Ingredients:
16 large Medjool dates
6 ounces pecan flour
4 ounces cocoa butter, melted[1]
½ teaspoon baking soda
½ teaspoon salt
¼ teaspoon finely ground black pepper[2]
1 tablespoon legal vanilla extract
1 jumbo egg
Directions
Preheat oven to 325°F.
Place the pecan flour, salt, and black pepper in the food processor. Process to mix well.
Pit the dates and chop, by cutting lengthwise and then crosswise, and crumble the date pieces into the food processor. Process for several minutes until dates and pecan flour are well mixed.
Add the melted cocoa butter and vanilla. Process again for several minutes. The date/pecan mixture and the cocoa butter will slosh around in the food processor and will not incorporate with each other – but you need this processing to really chop up / puree the dates.
Scrape down the sides. Add the egg and the baking soda and process again. It’s rather amazing to see how this mixture suddenly turns into a very chocolate-cake- looking batter. You may wish to scrape down the sides once, and process a second time until very smooth.
Pour batter into four well-buttered mini-Bundt pans or one well-buttered 8” cake pan. Bake for 35 minutes or until a toothpick comes out clean.
Cool cakes(s) and turn out. The mini-Bundts can be topped with vanilla half & half yogurt and cherries for a to-die-for dessert. The cake tastes even more chocolaty if it chills over night before you eat it.
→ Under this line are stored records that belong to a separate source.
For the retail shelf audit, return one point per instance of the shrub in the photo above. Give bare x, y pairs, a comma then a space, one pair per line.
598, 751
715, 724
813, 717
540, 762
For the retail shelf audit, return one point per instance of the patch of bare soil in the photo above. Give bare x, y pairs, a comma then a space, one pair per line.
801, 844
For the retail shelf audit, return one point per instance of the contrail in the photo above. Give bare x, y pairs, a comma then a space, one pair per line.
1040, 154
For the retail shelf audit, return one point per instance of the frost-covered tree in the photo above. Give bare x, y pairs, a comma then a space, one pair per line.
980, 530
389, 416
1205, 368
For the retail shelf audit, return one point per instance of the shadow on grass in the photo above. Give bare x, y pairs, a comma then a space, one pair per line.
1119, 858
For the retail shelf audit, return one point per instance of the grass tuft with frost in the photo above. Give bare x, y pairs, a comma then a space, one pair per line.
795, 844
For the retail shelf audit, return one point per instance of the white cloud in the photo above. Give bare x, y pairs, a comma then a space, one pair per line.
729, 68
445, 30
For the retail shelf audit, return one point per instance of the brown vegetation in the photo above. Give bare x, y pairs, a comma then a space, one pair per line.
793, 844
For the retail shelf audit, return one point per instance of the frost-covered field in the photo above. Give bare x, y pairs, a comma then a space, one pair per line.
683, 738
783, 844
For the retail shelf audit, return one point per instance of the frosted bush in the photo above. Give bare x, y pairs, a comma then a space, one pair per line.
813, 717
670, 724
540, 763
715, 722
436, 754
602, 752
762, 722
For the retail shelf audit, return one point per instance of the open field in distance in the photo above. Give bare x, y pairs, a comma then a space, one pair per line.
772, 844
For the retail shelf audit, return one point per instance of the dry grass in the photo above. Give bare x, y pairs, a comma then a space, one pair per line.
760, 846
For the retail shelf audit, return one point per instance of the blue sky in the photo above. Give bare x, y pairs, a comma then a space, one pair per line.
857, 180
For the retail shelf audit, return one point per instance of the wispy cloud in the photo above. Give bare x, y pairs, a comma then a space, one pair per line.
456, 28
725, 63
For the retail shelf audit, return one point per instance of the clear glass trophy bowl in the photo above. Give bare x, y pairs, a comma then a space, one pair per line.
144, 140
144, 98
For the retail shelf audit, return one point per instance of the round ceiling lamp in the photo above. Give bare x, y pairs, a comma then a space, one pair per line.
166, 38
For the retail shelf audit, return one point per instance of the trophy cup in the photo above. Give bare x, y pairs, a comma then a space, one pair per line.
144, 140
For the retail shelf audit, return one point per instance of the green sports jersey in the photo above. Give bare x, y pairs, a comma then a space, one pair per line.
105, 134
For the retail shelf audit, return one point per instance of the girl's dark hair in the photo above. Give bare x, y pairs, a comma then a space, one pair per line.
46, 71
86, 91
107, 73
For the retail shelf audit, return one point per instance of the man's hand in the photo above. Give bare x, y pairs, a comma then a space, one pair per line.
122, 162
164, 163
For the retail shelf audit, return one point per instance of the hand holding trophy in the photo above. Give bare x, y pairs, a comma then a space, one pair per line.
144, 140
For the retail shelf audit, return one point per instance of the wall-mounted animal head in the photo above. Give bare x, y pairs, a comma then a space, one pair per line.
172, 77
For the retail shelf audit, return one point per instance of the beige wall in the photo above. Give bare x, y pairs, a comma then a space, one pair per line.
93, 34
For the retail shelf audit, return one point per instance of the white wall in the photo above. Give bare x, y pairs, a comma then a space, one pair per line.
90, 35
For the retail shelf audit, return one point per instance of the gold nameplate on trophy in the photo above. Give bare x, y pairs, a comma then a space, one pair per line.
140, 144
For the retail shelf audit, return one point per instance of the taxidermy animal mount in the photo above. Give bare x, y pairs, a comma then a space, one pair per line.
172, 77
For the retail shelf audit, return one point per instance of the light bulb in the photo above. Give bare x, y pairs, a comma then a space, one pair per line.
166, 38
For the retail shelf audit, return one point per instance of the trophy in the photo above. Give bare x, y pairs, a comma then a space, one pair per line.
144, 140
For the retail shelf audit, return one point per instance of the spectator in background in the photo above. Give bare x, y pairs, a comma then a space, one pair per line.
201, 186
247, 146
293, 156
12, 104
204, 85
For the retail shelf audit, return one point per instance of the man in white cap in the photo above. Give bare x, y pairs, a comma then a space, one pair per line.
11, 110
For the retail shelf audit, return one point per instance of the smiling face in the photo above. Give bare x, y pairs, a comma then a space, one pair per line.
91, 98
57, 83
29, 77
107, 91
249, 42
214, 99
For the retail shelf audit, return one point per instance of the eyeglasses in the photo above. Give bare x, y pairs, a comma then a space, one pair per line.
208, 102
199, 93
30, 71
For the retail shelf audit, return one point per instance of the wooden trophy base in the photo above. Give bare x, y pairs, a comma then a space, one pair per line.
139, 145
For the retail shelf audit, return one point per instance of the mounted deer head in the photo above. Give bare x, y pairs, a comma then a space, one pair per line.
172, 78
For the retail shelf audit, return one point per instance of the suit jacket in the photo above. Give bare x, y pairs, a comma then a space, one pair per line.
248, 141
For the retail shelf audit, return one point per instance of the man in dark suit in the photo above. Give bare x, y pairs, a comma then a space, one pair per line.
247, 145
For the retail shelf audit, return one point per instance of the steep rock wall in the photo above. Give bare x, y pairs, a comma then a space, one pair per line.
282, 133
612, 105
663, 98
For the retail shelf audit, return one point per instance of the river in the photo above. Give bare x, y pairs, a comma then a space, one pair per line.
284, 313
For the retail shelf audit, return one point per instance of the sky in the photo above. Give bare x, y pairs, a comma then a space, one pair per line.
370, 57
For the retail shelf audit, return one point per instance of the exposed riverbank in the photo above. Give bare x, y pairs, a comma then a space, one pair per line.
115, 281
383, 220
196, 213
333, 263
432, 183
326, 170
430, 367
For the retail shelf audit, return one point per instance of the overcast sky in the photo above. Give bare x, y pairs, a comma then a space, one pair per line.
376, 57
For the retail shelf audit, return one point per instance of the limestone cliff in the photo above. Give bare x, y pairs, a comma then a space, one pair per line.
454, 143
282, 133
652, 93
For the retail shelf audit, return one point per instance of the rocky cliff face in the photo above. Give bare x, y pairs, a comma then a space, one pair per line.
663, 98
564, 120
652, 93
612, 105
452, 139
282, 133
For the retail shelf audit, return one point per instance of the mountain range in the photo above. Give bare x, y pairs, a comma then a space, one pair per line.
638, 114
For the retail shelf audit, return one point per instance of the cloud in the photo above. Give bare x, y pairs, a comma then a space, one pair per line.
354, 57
Note: This is a very dense, firm, almost brownie-like cake. Be very, very careful. The tendency is to want to eat the entire recipe. Still working on a "chocolate" frosting, but as heretical as it sounds, "chocolate" frosting on this cake might almost be overkill. If you have a frosting you like, you can make two layers by doubling the recipe.
[1] Cocoa butter is the pure fat and is SCD-legal, even though cocoa powder or chocolate is not. If you are concerned about it, use coconut oil or butter. It won't be quite as "chocolaty" but it will be very good.
[2] Yes, I know. Pepper? In a sweet cake? Are you crazy? (Well, yes, probably.... ) Actually, this was a trick I picked up to give sweet spices and things depth: use pepper as the "bottom note." I tried any number of ingredients to get that
slightly sharp "bite" of dark chocolate, including a tablespoon of very strong coffee, but nothing worked the way the pepper did. And, since I am not a coffee drinker, and my husband is allergic to it, the pepper is significantly more convenient.